CLOMIPHENE CITRATE (better known under old brand name as CLOMID)

This is an old and traditional medication that has been available for many decades. It is an oral pill taken for 5 days at the beginning of the menstrual cycle (on the 3rd or 5th day of menstrual bleeding) as an anti-estrogen, it forces the pituitary to maintain a higher level of FSH production: more FSH in the ovary, more follicles can develop. As an anti-estrogen it may, in some women, impair the development of the uterine lining (endometrium) and/or the production of the cervical mucus; both may lower reproductive success. Therefore, we recommend close monitoring of the treatment cycle. Clomid may also lead to hot flushes and visual disturbance. If conception does not occur after 6 cycles of Clomid, we advise the patient to change the strategy.


This medication is designed to inhibit estrogen production in the ovarian follicle. Low level of circulating estrogen leads to higher production of FSH in the pituitary and follicles can grow to full ovulatory stage. It comes in simple oral pill taken for 5 days at the beginning of the menstrual cycle (on the 3rd or 5th day of menstrual bleeding). Femara is designed to stop estrogen production in survivors of estrogen dependent breast cancer.  It is not FDA approved for ovulation induction/enhancement but it works very well. However, by lowering availability of estrogen it can interfere with development of the uterine lining (endometrium) and/or cervical mucus production. Therefore, we recommend close monitoring of the treatment cycle. If conception does not occur after 6 cycles of Femara, we advise the patient to change the strategy.

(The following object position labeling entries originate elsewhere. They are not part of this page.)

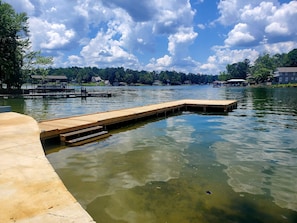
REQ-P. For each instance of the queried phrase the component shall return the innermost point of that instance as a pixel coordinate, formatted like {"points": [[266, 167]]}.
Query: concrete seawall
{"points": [[30, 189]]}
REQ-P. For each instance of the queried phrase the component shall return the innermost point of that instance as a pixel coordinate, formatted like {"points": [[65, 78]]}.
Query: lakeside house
{"points": [[286, 75]]}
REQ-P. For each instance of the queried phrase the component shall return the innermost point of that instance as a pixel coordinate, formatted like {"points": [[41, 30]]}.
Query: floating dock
{"points": [[80, 129]]}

This class of fertility meds contain FSH alone or FSH+LH.  As protein hormones, these meds must be injected (taken orally they would be digested). There are two sources of these hormones:

  • Human Menopausal Gonadotropin (HMG, Menopur, Repronex) is obtained from urine of menopausal women who produce large amounts of pituitary hormones.  The medication is sold in form of dissolvable powder and contains both FSH & LH; if LH is removed and the vial contains FSH only, it’s called Bravelle
  • Recombinant FSH, follitropin alpha & beta, (Follistim, Gonal-F); both are genetically engineered proteins produced based on the human gene, DNA sequence, for FSH; both come in solutions readily available for subcutaneous injection using a convenient injection pen.

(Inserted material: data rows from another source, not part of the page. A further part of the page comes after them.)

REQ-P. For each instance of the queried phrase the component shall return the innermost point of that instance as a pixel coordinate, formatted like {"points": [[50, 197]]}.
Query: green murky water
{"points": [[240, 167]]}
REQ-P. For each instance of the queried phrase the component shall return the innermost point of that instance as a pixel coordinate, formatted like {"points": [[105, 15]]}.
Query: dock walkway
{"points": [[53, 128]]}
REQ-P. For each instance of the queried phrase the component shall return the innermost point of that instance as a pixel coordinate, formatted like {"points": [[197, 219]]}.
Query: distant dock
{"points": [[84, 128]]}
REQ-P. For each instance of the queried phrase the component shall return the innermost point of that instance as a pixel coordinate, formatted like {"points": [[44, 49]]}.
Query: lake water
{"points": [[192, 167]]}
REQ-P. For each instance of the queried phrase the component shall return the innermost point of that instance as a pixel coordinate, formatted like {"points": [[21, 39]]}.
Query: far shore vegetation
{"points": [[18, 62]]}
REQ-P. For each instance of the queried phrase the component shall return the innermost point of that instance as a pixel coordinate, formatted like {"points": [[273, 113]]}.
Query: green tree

Gonadotropins are physiological, meaning non-synthetic medications.  They have to be used with care by an experienced physician who closely monitors ovarian response.  If too many follicles develop, not only can multiple pregnancy can occur, but the woman can develop Ovarian Hyper-Stimulation Syndrome.  This condition is associated with enlarged ovaries, abdominal fullness and distension, accumulation of free fluid in abdominal cavity, swelling of peripheral tissues. Some patients may require hospitalization. Even with close monitoring and reduction in the dose of medication injected, this syndrome may develop.

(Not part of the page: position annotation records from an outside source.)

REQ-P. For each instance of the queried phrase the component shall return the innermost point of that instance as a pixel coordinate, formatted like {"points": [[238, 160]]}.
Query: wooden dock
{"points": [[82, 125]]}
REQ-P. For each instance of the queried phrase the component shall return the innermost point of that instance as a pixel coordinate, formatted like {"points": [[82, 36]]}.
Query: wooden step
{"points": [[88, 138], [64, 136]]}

In men, fertility is treated with:

  • Surgery, if the cause is a varicoele (widening of the veins in the scrotum) or a blockage in the vas deferens, tubes that carry sperm.
  • Antibiotics to treat infections in the reproductive organs.
  • Medications and counseling to treat problems with erections or ejaculation.
  • Hormone treatments if the problem is a low or high level of certain hormones.


In women, infertility is treated with:

  • Fertility drugs and hormones to help the woman ovulate or restore levels of hormones
  • Surgery to remove tissue that is blocking fertility (such as endometriosis) or to open blocked fallopian tubes
  • Infertility in men and woman can also be treated with assisted reproductive technology, or ART. There are several types of ART:
  • IUI (intrauterine insemination): Sperm is collected and then placed directly inside the woman's uterus while she is ovulating.
  • GIFT (gamete intrafallopian transfer) and ZIFT (zygote intrafallopian transfer): The sperm and egg are collected, brought together in a lab, and quickly placed in a fallopian tube.